My postdoc, Junghyo Jo, and I have been thinking of a genotype – phenotype mapping as well, but wanting to encode a whole dynamical system in the  genotype, parameters and all. That we can set up in a way that is pretty close to `nature’ but I’m still trying to get my head around why grammatical evolution is the correct genotype-phenotype map. Obviously, the GE algorithm generates correct code if the grammar is consistent, but is my genome sequentially encoding the code that is then compiled into the executable that is me? Probably not the best way to phrase my confusion but in all honesty I do not see why GE is biologically inspired. Yes, genes encode for proteins but transcribing a gene into an executable protein as a grammatical production is not quite what happens. The mRNA doesn’t get to the ribosome and start getting translated with amino-acids being added at one point caring about the amino-acids that have previously been added. (There are control mechanisms such as secondary structure of the mRNA etc., but let’s keep it simple.) I think what people have in mind is that the executable is the working folded protein analog rather than a string of residues that needs to be folded etc. In that case it would make some sort of sense as set up – linear structure being mapped to complicated active executable, with the compiler as some sort of ribosome, but I still feel that each succeeding base should not depend on what the preceding base did to the derivation (thus far) of the start symbol.

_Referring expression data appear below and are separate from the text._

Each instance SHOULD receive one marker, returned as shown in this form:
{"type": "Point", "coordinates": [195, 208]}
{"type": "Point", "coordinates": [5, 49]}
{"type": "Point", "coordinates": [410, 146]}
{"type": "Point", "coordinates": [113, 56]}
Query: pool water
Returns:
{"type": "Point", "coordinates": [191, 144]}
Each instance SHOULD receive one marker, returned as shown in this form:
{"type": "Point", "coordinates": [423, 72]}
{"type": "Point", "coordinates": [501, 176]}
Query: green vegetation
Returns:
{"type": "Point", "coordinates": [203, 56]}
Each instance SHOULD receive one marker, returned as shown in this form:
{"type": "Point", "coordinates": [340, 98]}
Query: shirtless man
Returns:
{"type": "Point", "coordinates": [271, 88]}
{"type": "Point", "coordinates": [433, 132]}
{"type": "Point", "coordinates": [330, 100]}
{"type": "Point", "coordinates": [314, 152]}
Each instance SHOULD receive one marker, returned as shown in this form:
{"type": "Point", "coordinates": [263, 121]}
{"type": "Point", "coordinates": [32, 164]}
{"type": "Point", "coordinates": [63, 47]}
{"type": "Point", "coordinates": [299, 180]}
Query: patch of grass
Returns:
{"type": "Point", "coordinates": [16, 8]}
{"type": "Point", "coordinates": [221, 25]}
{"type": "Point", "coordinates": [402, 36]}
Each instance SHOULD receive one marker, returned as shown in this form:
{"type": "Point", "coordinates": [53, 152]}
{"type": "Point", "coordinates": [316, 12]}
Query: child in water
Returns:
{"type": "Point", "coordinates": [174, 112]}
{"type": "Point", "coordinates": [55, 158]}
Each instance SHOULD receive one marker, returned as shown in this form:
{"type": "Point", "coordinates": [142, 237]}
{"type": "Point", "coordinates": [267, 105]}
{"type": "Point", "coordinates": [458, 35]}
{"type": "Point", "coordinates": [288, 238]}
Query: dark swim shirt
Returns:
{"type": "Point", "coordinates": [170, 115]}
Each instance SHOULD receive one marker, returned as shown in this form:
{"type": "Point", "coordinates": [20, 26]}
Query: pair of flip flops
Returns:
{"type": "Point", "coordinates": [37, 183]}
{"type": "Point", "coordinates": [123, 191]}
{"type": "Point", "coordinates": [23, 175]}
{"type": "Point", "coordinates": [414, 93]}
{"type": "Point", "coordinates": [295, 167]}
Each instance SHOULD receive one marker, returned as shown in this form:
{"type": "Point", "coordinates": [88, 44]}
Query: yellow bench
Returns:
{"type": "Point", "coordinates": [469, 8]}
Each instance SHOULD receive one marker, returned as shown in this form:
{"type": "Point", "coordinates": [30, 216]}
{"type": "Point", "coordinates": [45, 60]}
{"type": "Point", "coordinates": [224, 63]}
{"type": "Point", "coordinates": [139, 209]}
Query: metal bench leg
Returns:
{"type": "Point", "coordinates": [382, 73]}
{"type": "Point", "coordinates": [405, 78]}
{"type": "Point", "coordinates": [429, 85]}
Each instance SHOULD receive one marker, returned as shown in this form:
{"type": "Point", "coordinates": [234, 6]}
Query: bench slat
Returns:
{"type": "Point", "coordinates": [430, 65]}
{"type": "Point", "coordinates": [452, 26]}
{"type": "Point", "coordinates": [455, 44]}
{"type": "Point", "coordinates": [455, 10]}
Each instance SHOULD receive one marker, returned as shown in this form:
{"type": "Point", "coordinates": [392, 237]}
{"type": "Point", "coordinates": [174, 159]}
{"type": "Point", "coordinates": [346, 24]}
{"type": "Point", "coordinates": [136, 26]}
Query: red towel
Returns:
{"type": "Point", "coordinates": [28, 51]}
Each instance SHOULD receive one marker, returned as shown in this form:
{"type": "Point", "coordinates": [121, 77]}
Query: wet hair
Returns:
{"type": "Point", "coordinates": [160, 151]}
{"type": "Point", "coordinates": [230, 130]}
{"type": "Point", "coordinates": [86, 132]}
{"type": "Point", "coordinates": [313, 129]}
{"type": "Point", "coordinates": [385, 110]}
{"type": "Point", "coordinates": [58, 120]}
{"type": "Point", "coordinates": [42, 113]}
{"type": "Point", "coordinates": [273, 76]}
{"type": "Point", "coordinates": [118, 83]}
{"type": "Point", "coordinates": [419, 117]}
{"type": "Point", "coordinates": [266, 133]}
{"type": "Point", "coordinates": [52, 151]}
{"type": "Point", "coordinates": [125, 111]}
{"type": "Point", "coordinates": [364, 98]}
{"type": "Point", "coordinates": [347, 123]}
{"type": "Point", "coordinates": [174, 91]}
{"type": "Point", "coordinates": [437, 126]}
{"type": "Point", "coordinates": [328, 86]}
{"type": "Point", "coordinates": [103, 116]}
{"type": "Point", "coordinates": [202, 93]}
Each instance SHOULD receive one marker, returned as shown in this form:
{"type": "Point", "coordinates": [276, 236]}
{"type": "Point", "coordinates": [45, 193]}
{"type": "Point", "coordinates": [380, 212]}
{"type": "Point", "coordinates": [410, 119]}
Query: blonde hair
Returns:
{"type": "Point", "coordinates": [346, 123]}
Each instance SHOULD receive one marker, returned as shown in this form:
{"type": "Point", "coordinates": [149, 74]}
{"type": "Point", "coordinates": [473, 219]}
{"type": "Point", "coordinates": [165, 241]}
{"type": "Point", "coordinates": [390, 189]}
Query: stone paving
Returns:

So what do we expect? I’m thinking this genotype-phenotype mapping is not a one-time thing. There should be many different go-to type entry points in the genotype, and the compiled code should execute something that activates some of these go-to points. Thus, there should be several start symbols, and several go-to points. The compiled code should execute and produce a new set of start symbols that then activate their associated go-to points. That’s a more amusing picture but I’m pretty sure that isn’t enough.